Defendant asserts that his sentences are unreasonable, disproportionate, and constitute cruel and unusual punishment. None of these claims have any merit.

“A sentence that departs from the applicable guidelines range will be reviewed by an appellate court for reasonableness.” People v Dixon-Bey, 321 Mich App 490, 520; 909 NW2d 458 (2017) (citation omitted). However, defendant did not receive a departure sentence. Defendant concedes that his 160-month minimum sentence is within the sentencing guidelines range of 58 to 171 months. This Court is required to affirm a sentence that is within the guidelines range absent an error in the scoring of the guidelines or where the trial court relied on inaccurate information. People v Schrauben, 314 Mich App 181, 196; 886 NW2d 173 (2016). Because defendant has not shown that the trial court erred in scoring the sentencing guidelines or that the court relied on inaccurate information when sentencing defendant, we must affirm defendant’s guidelines sentence.

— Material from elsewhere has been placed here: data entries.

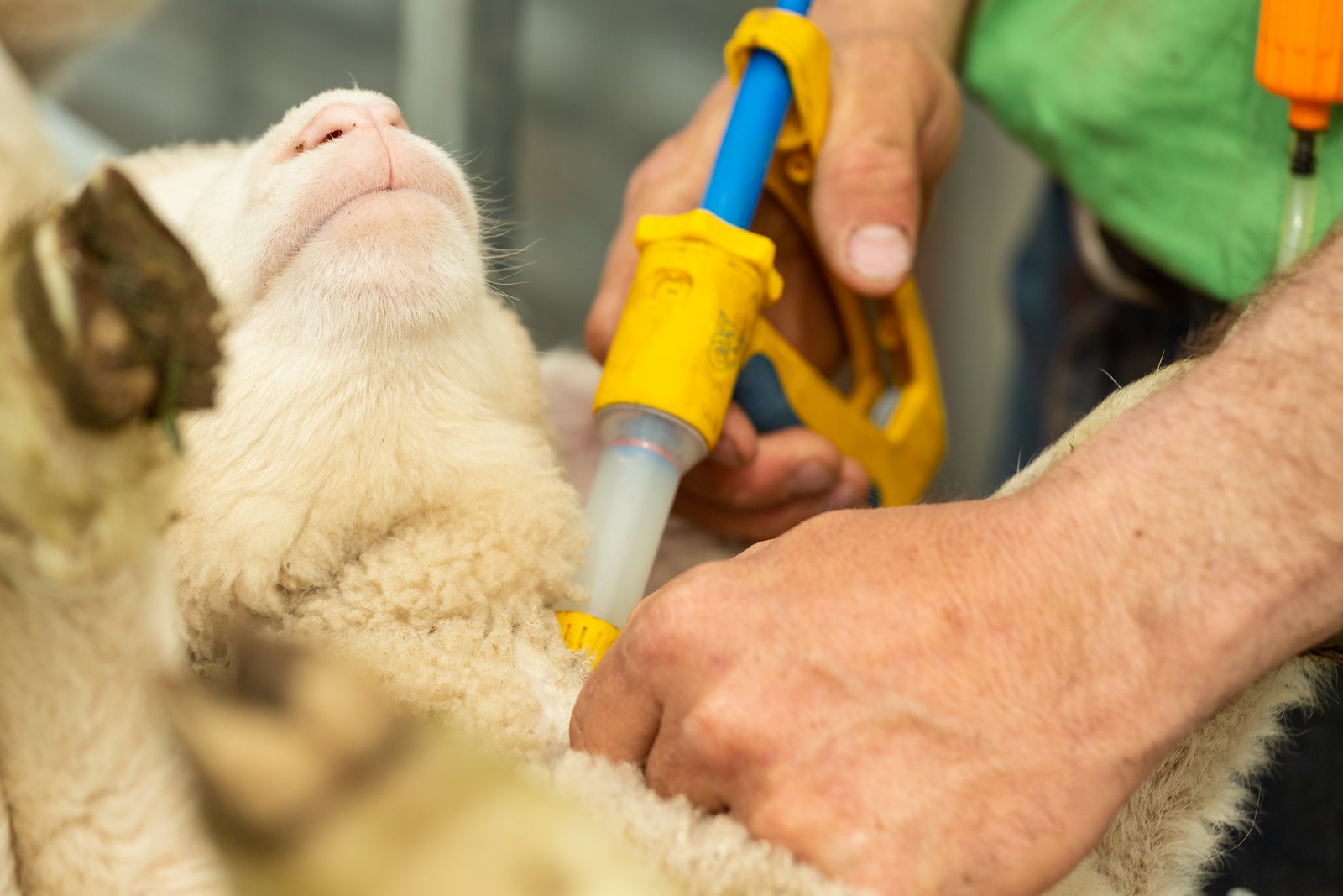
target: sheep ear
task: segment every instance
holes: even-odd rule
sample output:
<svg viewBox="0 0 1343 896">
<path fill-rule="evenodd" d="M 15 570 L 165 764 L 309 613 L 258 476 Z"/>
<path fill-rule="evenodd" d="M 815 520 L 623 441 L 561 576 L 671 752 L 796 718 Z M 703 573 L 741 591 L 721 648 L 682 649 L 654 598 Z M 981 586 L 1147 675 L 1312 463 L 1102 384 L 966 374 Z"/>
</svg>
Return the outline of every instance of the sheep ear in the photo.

The limitation on review for reasonableness does not apply, however, to claims of constitutional error. People v Powell, 278 Mich App 318, 323; 750 N2d 607 (2008). The United States Constitution prohibits cruel and unusual punishment, US Const, Am VIII, as well as “grossly disproportionate sentences.” People v Bullock, 440 Mich 15, 32; 485 NW2d 866 (1992). Furthermore, “[a] sentence within the guidelines range is presumptively proportionate, and a proportionate sentence is not cruel or unusual.” People v Bowling, 299 Mich App 552, 558; 830 NW2d 800 (2013). Defendant acknowledges that his sentence is within the accurately scored guidelines range, and he offers no explanation as to what unusual circumstances might make his presumptively proportionate sentence disproportionate. Id. His subsequent remorse for the offenses and his drug addiction does not constitute unusual circumstances. Instead, defendant simply attempts to equate his minimum sentence of 160 months to a life sentence. However, given defendant’s age of 42, it is inappropriate to characterize his sentence as closely resembling a sentence of life without parole. In sum, defendant has failed to overcome the presumption of proportionality. Accordingly, he has not demonstrated that his sentence constitutes cruel and unusual punishment. For these reasons, we reject defendant’s contention that he is entitled to resentencing.


/s/ Kirsten Frank Kelly

/s/ Stephen L. Borrello

/s/ Mark T. Boonstra


  1. The trial court granted defendant’s motion for a directed verdict of an additional charge of possession of marijuana, MCL 333.7403(2)(d), and the jury acquitted defendant of an additional charge of possession of less than 25 grams of cocaine, MCL 333.7403(2)(a)(v).
  2. People v Stevenson, unpublished order of the Court of Appeals, entered October 14, 2019 (Docket No. 346571).
  3. People v Ginther, 390 Mich 443; 212 NW2d 922 (1973).
  4. Defendant filed a brief pursuant to Supreme Court Administrative Order No. 2004-6. Following the Ginther hearing, defendant’s counsel also filed a supplemental brief, and there is some duplication of issues in these briefs.
  5. At trial, the complainant testified that she did not receive notice of the preliminary examination. She explained that in June and July of 2018, she was arrested, jailed, and sent to a court-ordered rehabilitation facility.
  6. In his Standard 4 brief, defendant claims that the deal provided for a minimum sentence of five years. In his supplemental brief after remand, appellate counsel represents that the agreed upon minimum sentence was 58 months.
  7. Defendant’s Standard 4 brief also raised an issue challenging trial counsel’s failure to admit his custodial statement in his defense. After the brief was filed, the Ginther hearing was held, and appellate counsel conceded that this claim was no longer being pursued.